Some possible types (a kind of goals overview)[edit]

  • integer
  • float
  • string
  • array
    • A sequence type. 0- or 1-based? Most probably 0-based: most other things except strings are. Allowing a flexible lower bound in BASIC has been useful in the OHR source, but seems like a bad habit to be kicked.
    • Dynamically expanding would be nice, but what about out of bounds checking?
      • Expand-on-write was only suggested because of Moogle's PHP snippet. Maybe dynamically expand on write, bounds-check on read?
      • Maybe it is best to always bounds check arrays, and leave dynamic expanding for associative arrays
        • Even if arrays cannot be dynamically (automatically?) resized, there could still be a "append" command, or a hamsterspeak equivalent of basic's "redim preserve"
      • If arrays don't expand on write, that implies notation to specify initial size should be given
        • MATLAB has 'a = zeros(5)' and 'b = ones(10, 10)' or 'b = ones([10 10])' and 'c = zeros(size(b))' to create a new array of same size as existing
          • MATLAB size function would have been useful, but it would only handle multidimensional arrays, not an array of arrays.
        • Could use 'a := [10, 10]' for new two element array and 'a := array(10, 10)' for new 100 element blank array
    • Would also like efficient multidimensional arrays
      • Ability to access tiles using a special 2D array, and maybe pixel data for sprites in the same way?
        • 2D array access to graphics would probably require a copy-on-write optimization for the sprite cache.
  • associative array
    • ie (hash)map or dictionary. Could allow strings and integers as keys. Using composite types as keys would have some nice uses but might overcomplicate implementation.
  • opaque type
    • (like PHP resource type)
    • (To the interpreter, there would only be one 'opaque type', each object would carry its own subtype information)
    • For things like menu item handles, to improve type checking. Invalid handles could not be created by the users (though they could easily become invalid later), and resources could actually be automatically freed when no more handles to them exist in any variable!
    • Would also be great for debugging
    • Only want to support :=, == and <> operators
      • How do you implement == and <> anyway?
    • Each object should also be usable as a truth value for statements like 'while (handle := next sibling (handle))'. In fact, all opaques could count as true, and integer 0 returned for false.
      • Alternative ideas: Or perhaps we could have a single special false/null/error (opaque) object for all of these, or each object may be either true or false
  • weak type
    • An integer which knows what it's meant to mean, similiar to opaque type. Mostly to assist debugging. Could be returned from NPCreference and so on
    • Supports all operations an integer does, and should be considered an integer for type checking.
    • We could optionally throw a warning if a weak type of unexpected type is recieved, or an integer instead of a weak type. Optional because this will occur legitimately.
    • Math operations on it should probably 'clean' it into an integer?
      • And throw an (optional) warning
  • user defined type/struct/class
    • What on earth should the syntax for this be?
    • Use of sequences indexed with constants gets pretty messy in Euphoria
      • Is it worthwhile to keep working in euphoria? A reimplementation in another language (FreeBasic? Python?) might not be as much work as it first appears.
    • Python of course implements objects as dictionaries (with easier syntax)
  • If references to other variables are implemented, they might need a type
  • Temporary objects created during array manipulation might need a type

Language Design Details[edit]

What to do about strings[edit]

Having to keep supporting existing strings (and "plotstrings"), we will (probably!) want to rethink existing string commands to support both types. Of course it might be an option to decide that old style strings and new style strings are not compatible, so-dont-expect-them-to-do-the-same-thing: either by duplicating commands or giving each command two different behaviours.

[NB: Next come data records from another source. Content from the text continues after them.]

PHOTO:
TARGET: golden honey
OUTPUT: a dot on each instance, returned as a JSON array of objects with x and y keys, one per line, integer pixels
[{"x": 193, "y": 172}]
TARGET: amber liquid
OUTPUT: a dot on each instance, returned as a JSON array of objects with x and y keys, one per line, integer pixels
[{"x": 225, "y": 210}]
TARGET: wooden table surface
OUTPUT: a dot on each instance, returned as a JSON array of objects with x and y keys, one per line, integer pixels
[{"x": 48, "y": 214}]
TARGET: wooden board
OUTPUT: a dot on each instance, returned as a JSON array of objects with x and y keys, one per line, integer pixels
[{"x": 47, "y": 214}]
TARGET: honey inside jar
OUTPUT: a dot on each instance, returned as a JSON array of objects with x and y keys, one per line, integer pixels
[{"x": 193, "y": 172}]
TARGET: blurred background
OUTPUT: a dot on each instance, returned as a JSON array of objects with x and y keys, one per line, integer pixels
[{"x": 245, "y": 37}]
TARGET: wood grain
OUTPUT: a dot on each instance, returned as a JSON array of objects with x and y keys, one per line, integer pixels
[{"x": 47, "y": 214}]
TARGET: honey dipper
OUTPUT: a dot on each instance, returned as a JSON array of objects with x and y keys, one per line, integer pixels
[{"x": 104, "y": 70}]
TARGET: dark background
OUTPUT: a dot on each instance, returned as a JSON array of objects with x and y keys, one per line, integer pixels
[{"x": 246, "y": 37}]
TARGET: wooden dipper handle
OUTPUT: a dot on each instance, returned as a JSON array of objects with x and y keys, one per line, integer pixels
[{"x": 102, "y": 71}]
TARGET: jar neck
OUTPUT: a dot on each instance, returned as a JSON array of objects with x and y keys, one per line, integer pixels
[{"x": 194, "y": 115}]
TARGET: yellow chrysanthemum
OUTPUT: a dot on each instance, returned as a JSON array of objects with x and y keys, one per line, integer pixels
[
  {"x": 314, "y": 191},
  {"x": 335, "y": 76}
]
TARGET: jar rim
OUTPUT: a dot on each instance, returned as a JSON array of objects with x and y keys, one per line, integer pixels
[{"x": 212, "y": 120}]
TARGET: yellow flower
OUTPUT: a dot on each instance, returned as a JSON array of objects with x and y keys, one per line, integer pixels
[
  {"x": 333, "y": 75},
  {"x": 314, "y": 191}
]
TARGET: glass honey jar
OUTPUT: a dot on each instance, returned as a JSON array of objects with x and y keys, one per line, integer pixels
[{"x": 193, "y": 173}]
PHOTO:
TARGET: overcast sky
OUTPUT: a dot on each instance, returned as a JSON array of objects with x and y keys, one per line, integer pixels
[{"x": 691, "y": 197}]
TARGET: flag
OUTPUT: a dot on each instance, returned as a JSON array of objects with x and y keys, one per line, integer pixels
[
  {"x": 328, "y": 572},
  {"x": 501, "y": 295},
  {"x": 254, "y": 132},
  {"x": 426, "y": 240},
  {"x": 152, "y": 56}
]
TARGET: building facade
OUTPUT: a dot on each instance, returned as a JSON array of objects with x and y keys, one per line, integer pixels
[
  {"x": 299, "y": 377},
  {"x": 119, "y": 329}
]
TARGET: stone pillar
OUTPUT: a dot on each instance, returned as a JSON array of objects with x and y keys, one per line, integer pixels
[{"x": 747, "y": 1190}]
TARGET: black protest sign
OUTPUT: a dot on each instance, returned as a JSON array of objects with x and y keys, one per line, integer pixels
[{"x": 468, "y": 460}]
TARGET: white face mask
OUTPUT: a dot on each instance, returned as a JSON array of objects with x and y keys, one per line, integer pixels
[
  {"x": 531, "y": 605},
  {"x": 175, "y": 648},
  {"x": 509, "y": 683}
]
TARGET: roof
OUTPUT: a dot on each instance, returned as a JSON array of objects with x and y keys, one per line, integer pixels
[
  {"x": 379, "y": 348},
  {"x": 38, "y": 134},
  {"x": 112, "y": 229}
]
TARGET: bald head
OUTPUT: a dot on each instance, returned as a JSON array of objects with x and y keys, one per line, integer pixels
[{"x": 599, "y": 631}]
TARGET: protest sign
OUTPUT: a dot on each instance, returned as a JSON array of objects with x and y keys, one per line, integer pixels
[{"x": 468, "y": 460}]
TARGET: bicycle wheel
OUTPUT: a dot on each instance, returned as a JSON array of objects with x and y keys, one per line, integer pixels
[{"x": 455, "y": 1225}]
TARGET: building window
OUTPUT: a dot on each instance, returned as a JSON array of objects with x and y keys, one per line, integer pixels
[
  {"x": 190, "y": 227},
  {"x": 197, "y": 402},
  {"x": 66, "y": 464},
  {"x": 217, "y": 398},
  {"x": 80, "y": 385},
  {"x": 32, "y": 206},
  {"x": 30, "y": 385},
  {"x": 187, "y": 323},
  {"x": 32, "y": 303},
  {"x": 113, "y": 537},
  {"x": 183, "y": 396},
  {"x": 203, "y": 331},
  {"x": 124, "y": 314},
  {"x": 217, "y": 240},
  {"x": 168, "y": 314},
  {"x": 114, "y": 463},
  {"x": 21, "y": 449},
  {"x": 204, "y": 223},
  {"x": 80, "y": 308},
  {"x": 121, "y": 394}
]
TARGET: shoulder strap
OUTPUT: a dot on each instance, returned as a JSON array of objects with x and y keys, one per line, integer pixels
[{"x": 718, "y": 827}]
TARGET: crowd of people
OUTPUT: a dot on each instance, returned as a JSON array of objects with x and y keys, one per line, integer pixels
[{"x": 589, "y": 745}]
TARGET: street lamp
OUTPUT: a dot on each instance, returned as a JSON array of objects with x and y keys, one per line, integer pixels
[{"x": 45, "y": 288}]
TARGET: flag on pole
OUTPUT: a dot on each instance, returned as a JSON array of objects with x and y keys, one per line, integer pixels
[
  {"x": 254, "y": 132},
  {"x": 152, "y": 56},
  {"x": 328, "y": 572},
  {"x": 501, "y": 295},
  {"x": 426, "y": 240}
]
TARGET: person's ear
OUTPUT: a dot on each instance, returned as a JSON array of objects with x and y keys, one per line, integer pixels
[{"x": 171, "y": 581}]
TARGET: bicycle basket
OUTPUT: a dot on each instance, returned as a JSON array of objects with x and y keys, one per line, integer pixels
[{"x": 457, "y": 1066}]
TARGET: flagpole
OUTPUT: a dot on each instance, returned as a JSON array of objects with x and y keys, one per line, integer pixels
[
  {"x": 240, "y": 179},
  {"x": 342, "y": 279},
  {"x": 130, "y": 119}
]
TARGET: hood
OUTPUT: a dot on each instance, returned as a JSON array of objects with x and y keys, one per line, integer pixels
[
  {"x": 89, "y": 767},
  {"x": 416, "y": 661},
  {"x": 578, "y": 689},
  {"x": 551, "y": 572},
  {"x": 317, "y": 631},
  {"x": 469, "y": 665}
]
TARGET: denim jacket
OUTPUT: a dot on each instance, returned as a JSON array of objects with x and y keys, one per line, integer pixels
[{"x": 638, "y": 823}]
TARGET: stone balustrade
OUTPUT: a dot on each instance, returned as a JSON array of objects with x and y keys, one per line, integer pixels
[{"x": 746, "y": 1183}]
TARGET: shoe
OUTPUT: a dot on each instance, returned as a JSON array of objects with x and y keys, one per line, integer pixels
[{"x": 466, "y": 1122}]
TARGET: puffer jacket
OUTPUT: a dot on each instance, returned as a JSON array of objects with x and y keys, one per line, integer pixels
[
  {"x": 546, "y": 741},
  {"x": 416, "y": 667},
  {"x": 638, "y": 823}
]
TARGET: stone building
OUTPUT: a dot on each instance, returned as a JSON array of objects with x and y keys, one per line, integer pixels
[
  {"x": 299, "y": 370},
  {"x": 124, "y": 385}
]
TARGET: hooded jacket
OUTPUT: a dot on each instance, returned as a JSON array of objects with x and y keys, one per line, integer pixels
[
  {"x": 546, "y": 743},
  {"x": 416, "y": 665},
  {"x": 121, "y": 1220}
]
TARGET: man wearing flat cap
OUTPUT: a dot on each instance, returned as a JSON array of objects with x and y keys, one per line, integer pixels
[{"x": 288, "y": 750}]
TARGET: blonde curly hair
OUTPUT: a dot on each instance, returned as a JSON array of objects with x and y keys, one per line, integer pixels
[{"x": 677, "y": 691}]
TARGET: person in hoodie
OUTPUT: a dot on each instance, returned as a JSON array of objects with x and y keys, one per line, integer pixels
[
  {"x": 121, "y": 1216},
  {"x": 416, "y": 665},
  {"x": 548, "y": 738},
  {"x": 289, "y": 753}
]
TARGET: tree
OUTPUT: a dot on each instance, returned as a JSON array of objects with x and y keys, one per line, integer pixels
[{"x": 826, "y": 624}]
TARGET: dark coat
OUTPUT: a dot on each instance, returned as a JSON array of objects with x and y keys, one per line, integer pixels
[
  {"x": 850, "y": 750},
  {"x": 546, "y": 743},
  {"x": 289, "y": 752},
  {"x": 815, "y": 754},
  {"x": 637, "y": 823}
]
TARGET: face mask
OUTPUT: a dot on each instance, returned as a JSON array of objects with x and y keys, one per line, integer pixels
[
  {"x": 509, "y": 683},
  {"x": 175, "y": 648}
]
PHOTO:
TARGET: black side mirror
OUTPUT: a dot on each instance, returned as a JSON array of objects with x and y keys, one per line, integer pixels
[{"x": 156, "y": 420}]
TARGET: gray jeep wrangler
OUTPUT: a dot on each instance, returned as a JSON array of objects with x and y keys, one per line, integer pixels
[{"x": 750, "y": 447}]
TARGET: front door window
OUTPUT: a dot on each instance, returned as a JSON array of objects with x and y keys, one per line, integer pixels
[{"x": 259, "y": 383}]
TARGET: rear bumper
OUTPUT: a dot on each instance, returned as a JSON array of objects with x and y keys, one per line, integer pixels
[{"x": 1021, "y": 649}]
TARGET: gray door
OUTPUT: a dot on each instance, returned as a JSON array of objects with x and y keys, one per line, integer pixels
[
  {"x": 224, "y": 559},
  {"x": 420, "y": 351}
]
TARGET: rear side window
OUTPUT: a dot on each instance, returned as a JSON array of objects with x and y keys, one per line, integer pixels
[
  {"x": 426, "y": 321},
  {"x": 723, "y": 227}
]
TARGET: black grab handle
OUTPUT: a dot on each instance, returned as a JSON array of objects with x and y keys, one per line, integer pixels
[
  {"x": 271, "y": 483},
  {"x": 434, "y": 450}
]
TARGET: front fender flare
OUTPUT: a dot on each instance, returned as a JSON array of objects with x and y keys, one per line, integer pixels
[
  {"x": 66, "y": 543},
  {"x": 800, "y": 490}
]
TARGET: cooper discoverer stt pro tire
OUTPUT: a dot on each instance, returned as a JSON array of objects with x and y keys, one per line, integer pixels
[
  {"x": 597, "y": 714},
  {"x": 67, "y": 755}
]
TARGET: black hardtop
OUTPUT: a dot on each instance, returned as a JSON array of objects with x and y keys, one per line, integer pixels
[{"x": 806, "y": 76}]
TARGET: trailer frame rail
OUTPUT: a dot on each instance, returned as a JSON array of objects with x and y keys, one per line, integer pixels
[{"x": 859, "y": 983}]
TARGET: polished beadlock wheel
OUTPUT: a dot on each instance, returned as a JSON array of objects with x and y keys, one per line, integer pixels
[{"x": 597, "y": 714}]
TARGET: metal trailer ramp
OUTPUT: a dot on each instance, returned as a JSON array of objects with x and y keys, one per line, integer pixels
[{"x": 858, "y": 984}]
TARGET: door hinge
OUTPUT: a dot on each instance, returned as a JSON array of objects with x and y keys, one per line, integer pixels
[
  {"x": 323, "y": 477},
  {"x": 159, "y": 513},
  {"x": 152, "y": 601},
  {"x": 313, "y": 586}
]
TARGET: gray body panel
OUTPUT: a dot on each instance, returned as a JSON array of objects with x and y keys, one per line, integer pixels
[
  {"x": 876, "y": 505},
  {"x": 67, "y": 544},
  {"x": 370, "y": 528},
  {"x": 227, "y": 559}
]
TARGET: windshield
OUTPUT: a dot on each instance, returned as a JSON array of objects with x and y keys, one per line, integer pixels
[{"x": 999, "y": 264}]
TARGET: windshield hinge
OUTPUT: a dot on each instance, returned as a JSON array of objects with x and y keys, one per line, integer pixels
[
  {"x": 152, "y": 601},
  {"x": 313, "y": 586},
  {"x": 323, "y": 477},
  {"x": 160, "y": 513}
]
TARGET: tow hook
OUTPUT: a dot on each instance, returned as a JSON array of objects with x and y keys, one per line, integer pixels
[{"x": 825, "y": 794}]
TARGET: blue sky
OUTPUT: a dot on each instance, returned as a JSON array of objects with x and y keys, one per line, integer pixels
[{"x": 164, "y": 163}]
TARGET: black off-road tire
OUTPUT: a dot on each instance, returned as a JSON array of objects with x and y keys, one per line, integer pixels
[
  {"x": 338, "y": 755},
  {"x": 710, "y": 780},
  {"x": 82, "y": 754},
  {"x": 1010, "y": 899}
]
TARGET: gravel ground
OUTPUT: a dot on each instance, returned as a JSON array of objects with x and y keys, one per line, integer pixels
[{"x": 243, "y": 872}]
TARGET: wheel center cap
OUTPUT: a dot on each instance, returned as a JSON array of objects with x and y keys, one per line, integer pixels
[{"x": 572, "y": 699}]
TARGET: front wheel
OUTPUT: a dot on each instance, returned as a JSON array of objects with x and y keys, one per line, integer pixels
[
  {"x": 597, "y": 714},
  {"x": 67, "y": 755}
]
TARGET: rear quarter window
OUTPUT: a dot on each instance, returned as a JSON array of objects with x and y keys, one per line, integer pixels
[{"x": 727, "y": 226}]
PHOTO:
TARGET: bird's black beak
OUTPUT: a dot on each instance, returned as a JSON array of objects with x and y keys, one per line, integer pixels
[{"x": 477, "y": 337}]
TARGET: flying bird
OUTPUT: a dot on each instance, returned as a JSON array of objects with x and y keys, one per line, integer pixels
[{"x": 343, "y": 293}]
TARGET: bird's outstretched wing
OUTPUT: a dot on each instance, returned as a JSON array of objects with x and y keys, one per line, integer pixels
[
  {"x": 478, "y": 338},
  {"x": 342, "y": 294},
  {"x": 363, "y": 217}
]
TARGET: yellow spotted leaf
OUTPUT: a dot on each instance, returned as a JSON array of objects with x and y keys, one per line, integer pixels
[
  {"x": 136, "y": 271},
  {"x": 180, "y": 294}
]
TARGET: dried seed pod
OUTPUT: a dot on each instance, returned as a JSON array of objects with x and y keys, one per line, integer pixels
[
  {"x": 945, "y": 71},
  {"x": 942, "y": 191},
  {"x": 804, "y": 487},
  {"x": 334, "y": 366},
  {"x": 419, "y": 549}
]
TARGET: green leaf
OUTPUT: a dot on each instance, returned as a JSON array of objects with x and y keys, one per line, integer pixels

It might help to think of the integers 0 - 31 as string references instead of strings, depending on how references will work, if at all.

Existing commands returning strings take the string ID of the output, if there is one, as an argument. With typing, they should obviously return a string directly

get hero name (0, hero:Bob)
name := get hero name (hero:Bob)

How do we fix this?! We could create a second version of each command, such as

name := get hero name$ (hero:Bob)

Making the first argument for each commands optional probably wounldn't work, since some of them already have optional arguments

Existing string commands take string IDs as input. We could change these to accept either old style integer handles or strings as arguments. Consider a command which modifies its argument, like delete char (ID, position). A few thoughts:

a := "foo"
$5 = "bar"
#first possibility
delete char (5, 1)
delete char (a, 1)

Here a is passed by reference because it is a string, but passed by value if it's an integer.

#second possibility
delete char (5, 1)
a := delete char (a, 1)

Here string commands return a new string if they are passed a string instead of a 'string reference'...

delete char (5, 1)
delete char (@a, 1)

Now we are supposing that it's possible to explicitly take a reference to a string. (And you may or may not allow 'a := delete char (a, 1)')

#third possibility
delete char (5, 1)
a := delete char$ (a, 1)

Duplication of each existing string returning command.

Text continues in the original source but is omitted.